Conversava outro dia com minha vizinha de coluna Júlia Pessôa sobre como gosto dos textos dela. Tenho a sorte de ser o primeiro a lê-los, revisando-os para publicação na Tribuna a cada domingo. Comentava com ela minha preferência pela crônica propriamente dita e como nossos textos – os dela e os meus também – às vezes fugiam de nosso cabresto e derivavam para o puro artigo de opinião, ainda que reservada alguma fineza de tratamento ao vernáculo.

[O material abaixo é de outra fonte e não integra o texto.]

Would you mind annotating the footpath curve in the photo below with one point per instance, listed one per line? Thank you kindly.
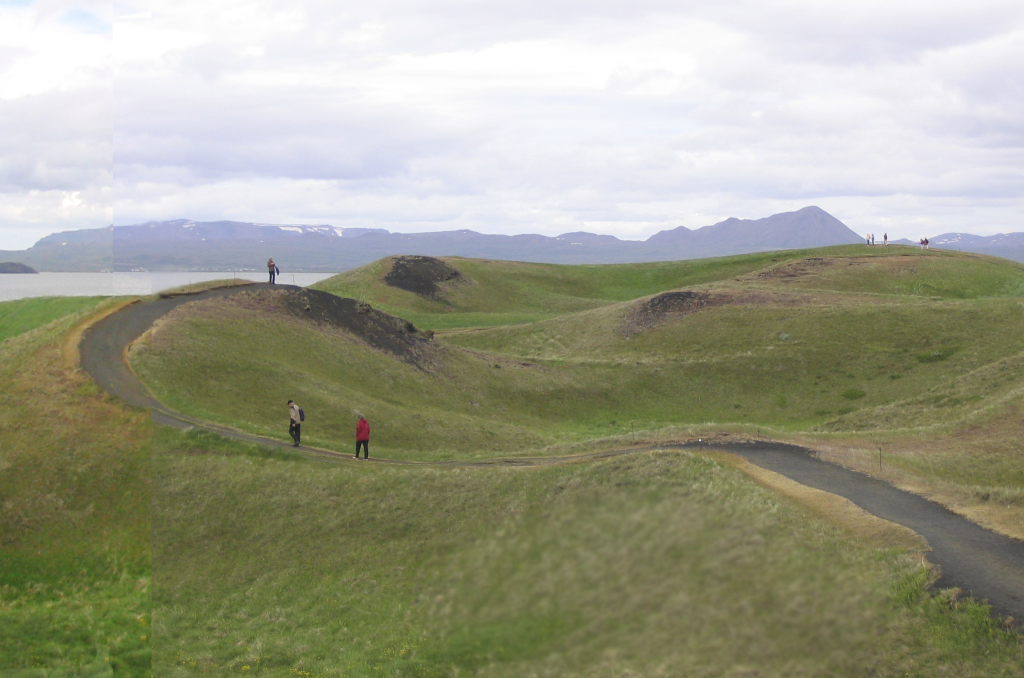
(984, 564)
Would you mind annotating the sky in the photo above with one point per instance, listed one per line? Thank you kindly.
(620, 117)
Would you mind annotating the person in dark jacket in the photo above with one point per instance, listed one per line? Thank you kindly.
(295, 425)
(363, 436)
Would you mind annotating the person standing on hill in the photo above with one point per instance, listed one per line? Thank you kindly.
(295, 422)
(363, 436)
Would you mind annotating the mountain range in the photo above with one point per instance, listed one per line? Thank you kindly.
(188, 245)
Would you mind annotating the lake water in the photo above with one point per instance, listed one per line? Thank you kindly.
(15, 286)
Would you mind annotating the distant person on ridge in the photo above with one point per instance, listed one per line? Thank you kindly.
(363, 436)
(295, 422)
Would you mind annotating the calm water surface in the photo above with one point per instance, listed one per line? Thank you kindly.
(13, 286)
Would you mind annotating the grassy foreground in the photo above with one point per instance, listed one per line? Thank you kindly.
(660, 563)
(75, 519)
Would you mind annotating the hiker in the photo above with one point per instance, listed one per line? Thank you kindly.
(363, 436)
(295, 422)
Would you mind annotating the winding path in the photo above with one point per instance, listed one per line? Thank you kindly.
(984, 564)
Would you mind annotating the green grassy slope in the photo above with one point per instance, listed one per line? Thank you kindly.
(504, 292)
(24, 314)
(791, 366)
(508, 292)
(663, 563)
(75, 518)
(857, 347)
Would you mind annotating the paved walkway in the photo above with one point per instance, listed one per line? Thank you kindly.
(986, 565)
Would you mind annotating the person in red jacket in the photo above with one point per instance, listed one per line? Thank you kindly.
(363, 436)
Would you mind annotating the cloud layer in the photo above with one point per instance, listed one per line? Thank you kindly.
(613, 117)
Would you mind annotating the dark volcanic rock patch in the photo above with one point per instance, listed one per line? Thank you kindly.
(668, 305)
(793, 271)
(420, 274)
(387, 333)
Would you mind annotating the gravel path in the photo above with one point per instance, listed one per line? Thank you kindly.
(986, 565)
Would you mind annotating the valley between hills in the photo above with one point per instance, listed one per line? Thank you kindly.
(678, 558)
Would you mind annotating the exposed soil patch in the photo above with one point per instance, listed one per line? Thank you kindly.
(387, 333)
(795, 270)
(670, 306)
(420, 274)
(805, 269)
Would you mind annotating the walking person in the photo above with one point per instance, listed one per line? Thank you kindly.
(363, 436)
(295, 422)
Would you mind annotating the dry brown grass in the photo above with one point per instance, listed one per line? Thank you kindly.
(838, 510)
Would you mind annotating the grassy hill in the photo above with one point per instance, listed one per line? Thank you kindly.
(488, 292)
(75, 498)
(660, 563)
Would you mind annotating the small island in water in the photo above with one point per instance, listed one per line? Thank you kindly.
(14, 267)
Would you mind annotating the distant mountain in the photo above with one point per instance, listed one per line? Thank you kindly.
(810, 226)
(14, 267)
(90, 249)
(187, 245)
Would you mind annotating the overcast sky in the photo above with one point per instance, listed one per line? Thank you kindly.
(613, 117)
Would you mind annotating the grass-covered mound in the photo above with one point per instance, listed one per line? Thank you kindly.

O melhor da crônica é justamente o fato de ser impura, degenerada, no sentido de não fixar-se a um único gênero, quando flerta com a ficção e com o poema, com o ensaio e com a canção, com a carta, com o diário. Defini-la é, inclusive, um dos grandes problemas não resolvidos dos teóricos da literatura e do jornalismo, pois paira aí entre esses dois mundos, sem aterrissar definitivamente em um ou outro.
De minha parte, prefiro partir sempre do rés-do-chão, do mais banal e cotidiano, para conduzir o leitor num passeio por aí na mais deslavada conversa fiada. Tento evitar o artigo de opinião a todo custo, pois a opinião, geralmente não requisitada, está por todos os cantos, em todas as mídias, afogando-nos nesses tempos da horrenda “pós-verdade”. Pra mim, nada será mais anotável que o não notável: a conversa ouvida na fila do supermercado, o cachorro caramelo no Parque Halfeld, o pintor de estacas na BR-040.
Mas, caríssimo leitor, o brasil, esse brasil com b minúsculo, como escreveu Emicida, não deixa.
O brasil com b minúsculo, quando sento ao computador para escrever, silencia o supermercado, espanta o cachorro caramelo, atropela o pintor de estacas, e isso é o menos pior. O brasil com b minúsculo grita contra a interrupção da gravidez de uma menina de 10 anos, estuprada desde os 6. Revela seu nome. Expõe sua família. Faz escândalo na porta do hospital.
O brasil com b minúsculo grita contra a interrupção da gravidez, mas não contra a interrupção da infância aos 6 anos de idade.
Não há morte mais horrível.
Dessas coisas, tem dias que o cronista não consegue escapar.